Users deem the ads as deceptive, underhanded and potentially unethical, while some brands claim they boost awareness.

Now the parent company, Insider, has decided not to renew Business Insider SA’s licensing agreement.

News24 editor-in-chief Adriaan Basson said he was extremely proud of what Business Insider SA had achieved in five years.

“BI, as we called it, came from nowhere and quickly turned the business media market on its head. With an approach that is much more consumer focused, BI soon became the largest business website in South Africa. In its five years of existence, BI was always in the top three ranking of business websites, alongside its sister publication, News24 Business.”

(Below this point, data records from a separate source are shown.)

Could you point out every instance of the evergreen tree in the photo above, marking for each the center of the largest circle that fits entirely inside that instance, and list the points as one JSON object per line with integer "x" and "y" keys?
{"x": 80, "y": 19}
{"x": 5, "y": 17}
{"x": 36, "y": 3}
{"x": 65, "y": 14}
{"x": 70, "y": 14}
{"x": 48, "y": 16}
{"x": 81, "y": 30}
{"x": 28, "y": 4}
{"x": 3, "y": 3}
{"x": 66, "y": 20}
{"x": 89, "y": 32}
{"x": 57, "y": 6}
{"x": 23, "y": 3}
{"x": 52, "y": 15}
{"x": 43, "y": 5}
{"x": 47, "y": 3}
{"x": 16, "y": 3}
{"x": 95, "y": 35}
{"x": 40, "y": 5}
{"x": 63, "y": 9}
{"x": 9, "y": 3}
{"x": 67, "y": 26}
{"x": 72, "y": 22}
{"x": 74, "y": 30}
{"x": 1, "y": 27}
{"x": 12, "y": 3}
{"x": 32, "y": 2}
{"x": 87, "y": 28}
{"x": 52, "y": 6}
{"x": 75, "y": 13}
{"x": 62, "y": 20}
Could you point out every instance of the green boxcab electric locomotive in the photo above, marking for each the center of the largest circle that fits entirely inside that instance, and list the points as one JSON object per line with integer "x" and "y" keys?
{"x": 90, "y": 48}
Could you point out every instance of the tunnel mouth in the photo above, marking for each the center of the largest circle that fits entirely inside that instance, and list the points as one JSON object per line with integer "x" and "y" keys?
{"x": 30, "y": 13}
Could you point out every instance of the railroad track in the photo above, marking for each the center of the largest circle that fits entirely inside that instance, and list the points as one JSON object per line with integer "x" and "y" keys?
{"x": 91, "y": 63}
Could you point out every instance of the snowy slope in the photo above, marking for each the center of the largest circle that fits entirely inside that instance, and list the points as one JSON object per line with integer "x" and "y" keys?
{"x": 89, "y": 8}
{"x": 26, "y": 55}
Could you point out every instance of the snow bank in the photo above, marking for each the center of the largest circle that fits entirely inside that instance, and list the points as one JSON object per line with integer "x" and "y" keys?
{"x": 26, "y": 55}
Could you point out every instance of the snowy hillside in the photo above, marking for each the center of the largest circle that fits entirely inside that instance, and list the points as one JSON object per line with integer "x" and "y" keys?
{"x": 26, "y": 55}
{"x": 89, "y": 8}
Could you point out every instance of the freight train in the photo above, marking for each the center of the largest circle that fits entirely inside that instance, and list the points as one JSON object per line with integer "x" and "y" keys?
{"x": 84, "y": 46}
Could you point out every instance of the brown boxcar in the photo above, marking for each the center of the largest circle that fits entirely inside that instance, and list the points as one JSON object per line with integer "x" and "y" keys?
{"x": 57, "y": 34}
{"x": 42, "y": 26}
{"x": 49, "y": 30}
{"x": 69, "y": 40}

When asked why the SA publication had been shut, Basson told Business Maverick that Insider in the US had simply switched its licensing strategy to focus on the mother site project,

“They want all international English traffic to come to the [Insider] site. That is our understanding of their strategy change, which we accept and it makes sense for the stage where we are in terms of the media industry.”

Business Insider SA’s staff would be transferred to News24, barring one who chose to take a package.

Next month, News24 will be launching a new section focused on technology and trends to replace the Business Insider offering. BM/DM 

Update: This story has been updated. In the earlier version, there was a suggestion that De Wet had declined to comment on the use of native advertising on the site. This is incorrect. We apologise for the confusion.